2010.03.08
パリで誕生した市民参加型フェスタ『隣人祭り』も今年で20周年を迎えて、いよいよ5月26日にフランス全国の映画館で『隣人祭り』がロードショー公開されることが決定。早速、監督のダヴィッド・ハダッドさんにお会いして、どんな映画なのかをちょっと教えてもらった。
パリ郊外、モンルージュという町にあるDIG・image cinemaという映画会社の試写室。映像を見ながらダヴィッドさんは技術者のセルジュさんに1コマずつ何度もボビンを早回ししたり後戻しして画面の色や光を調整してもらっている。「設定は5月の夕方7時。もっと初夏らしく明るくして!この場面はちょっとサスペンス調に白黒にしよう・・・」ふーん、映画ってこんな風にして出来あがるんだ、思わず画面に釘付けになっているとダヴィッドさんが横から「どお、おもしろい?」と興味深々。

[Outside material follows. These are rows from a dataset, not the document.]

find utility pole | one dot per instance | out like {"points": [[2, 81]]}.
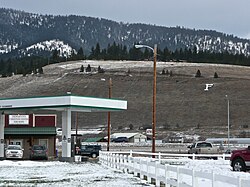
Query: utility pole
{"points": [[110, 95]]}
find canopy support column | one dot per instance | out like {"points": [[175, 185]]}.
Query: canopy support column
{"points": [[2, 136], [66, 135]]}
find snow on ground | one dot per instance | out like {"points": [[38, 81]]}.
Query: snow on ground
{"points": [[88, 174], [55, 173], [109, 64]]}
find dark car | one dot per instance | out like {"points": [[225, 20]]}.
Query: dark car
{"points": [[90, 150], [120, 139], [39, 152], [240, 159]]}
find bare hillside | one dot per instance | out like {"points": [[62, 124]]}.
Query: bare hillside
{"points": [[182, 103]]}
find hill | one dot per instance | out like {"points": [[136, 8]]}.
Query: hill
{"points": [[182, 104], [23, 33]]}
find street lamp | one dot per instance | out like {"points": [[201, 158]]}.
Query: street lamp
{"points": [[154, 94], [110, 95], [228, 124]]}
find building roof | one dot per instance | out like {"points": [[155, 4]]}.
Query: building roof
{"points": [[75, 103], [30, 131], [97, 139], [128, 135]]}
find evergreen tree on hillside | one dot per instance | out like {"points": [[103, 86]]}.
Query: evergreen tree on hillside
{"points": [[216, 75], [82, 68], [198, 73]]}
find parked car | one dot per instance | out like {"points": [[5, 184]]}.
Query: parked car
{"points": [[240, 159], [38, 152], [203, 147], [90, 150], [120, 139], [14, 151]]}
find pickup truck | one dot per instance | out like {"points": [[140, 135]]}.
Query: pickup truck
{"points": [[203, 148], [90, 150], [240, 159]]}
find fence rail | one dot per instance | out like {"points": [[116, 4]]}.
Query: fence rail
{"points": [[164, 174]]}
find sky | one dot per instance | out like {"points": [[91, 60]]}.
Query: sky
{"points": [[227, 16]]}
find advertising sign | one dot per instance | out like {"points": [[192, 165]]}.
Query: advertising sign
{"points": [[18, 119], [148, 131]]}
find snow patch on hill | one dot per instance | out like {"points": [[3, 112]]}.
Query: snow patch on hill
{"points": [[65, 50]]}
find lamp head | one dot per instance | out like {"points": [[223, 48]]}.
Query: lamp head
{"points": [[139, 46]]}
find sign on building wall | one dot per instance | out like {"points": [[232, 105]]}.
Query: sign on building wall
{"points": [[18, 119], [149, 132]]}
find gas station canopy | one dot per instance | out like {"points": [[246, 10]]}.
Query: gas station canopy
{"points": [[60, 103]]}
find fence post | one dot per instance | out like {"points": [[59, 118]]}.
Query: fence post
{"points": [[148, 171], [134, 166], [239, 181], [193, 156], [213, 177], [178, 177], [125, 163], [129, 164], [193, 179], [166, 176], [141, 170], [157, 181]]}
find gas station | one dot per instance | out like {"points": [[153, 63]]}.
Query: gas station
{"points": [[65, 104]]}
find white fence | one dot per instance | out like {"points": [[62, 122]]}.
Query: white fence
{"points": [[163, 174]]}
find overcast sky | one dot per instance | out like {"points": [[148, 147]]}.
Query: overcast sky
{"points": [[227, 16]]}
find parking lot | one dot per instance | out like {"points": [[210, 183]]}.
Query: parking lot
{"points": [[55, 173]]}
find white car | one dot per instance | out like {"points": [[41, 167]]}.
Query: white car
{"points": [[14, 151]]}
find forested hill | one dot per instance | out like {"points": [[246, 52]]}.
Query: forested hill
{"points": [[22, 32]]}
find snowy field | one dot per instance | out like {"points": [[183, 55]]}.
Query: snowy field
{"points": [[55, 173]]}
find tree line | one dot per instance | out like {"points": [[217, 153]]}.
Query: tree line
{"points": [[34, 64]]}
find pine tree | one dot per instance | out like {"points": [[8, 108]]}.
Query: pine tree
{"points": [[82, 68], [198, 73], [216, 75], [88, 69]]}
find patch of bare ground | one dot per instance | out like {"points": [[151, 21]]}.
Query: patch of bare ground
{"points": [[182, 103]]}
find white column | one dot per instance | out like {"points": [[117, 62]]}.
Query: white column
{"points": [[66, 133], [1, 136]]}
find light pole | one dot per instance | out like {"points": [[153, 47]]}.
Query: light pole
{"points": [[110, 95], [228, 122], [154, 95]]}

ストーリーは隣人祭りに参加してもらいたいと躍起になってるコンシエルジュ、でも住民はまったく無関心。そのやりとりが何ともユーモラスで可笑しい。自殺志願の若い女性や、住民とはいっさい関りを持ちたがらないアグッレッシブなおじいさん、TVを観ながら孤独死したおばあさん(実はこのおばあさんが曲者でとんでもない事をしでかしたことが後にストーリー展開で重要な意味をもつ!)・・・、みんなひと癖もふた癖もありそうな住民たちが一ヶ所に住まわなければならない現実に、そこから現代の悲喜劇が始まる!しかし、そんなコンシエルジュも1年後、都市開発によって住んでいたアパートも撤去されて失業に。そこから犯罪に手をそめて・・・と何だかストーリーは思いもかけない方向に展開していく。この続きは観てのお楽しみということで、ダヴィッドさんはいったいどうして隣人祭りに興味をもったのだろうか?
「隣人祭りの数日前からパリでは街中至る所にポスターが貼ってある。それを見て、これって映画なのかな?って思っていたらそうじゃない。隣人祭りというお祭りだということを知った。早速、創始者のアタナーズ・ぺリファンさんに会いに行ったら、実に市民同士のトラブルが結局は市民同士自らが解決していることを知らされたんだ。赤の他人でもおなじコミュニティーに住んでいれば決して他人じゃない。そこに何と言おうか、現代人の希望みたいなのがあるんじゃないのかなって・・・」
今年の隣人祭りは5月28日(金)に決定。丁度、カンヌ国際映画際の真最中で、この『隣人祭り』も会場で常時、上映されることが決まっている。すでにカンヌでは数何前からこの隣人祭りは開催されているが今年はハリウッドの俳優さんたちも隣人祭りに参加してくれたらどんなにステキに盛り上がることだろう!!